Kirche St. Peter und Paul Reichenau-Niederzell

Eginostraße 19, 78479 Reichenau, DE

Die 799 als Exilsitz des Veroneser Bischofs Egino gegründete Kirche wurde im 12. Jahrhundert im Stil der Hoch-Romanik neu errichtet. Dieser Bau, eine querschifflose Basilika, ist fast unverändert erhalten.
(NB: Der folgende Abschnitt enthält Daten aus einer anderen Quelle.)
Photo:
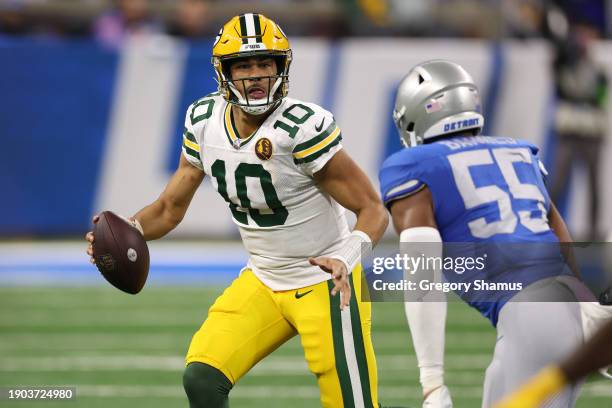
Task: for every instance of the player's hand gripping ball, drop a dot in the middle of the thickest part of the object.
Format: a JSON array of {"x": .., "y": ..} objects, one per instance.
[{"x": 120, "y": 252}]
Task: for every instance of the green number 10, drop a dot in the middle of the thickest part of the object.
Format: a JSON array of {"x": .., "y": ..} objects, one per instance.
[{"x": 279, "y": 213}]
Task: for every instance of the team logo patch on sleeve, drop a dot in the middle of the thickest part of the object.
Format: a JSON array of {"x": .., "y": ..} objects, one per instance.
[{"x": 263, "y": 148}]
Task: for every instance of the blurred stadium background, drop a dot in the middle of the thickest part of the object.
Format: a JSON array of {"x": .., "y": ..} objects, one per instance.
[{"x": 92, "y": 99}]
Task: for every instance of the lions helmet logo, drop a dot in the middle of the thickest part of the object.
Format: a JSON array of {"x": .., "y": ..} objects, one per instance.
[{"x": 263, "y": 148}]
Im Jahre 1900 wurden die Wandmalereien in der Apsis wiederentdeckt, die aus der Mitte des 12. Jahrhunderts stammen und den thronenden Christus (Majestas Domini) und die Apostel und Propheten darstellen - das Werk stellt einer der letzten Höhepunkte der Reichenauer Malschule dar. 1750/60 erhielt die Kirche eine Rokoko-Umgestaltung. Die historische Orgel stammt aus dem Jahr 1783. Eine benediktinische Gemeinschaft, die "Cella St. Benedikts", belebt seit dem Jahr 2001 die an St. Peter und Paul südlich angegliederte Egino-Kapelle mit geistlichem Leben. Im Mittelpunkt der Cella stehen die öffentlich zugängliche Feier der Liturgie sowie die Betreuung der Pfarrei Reichenau.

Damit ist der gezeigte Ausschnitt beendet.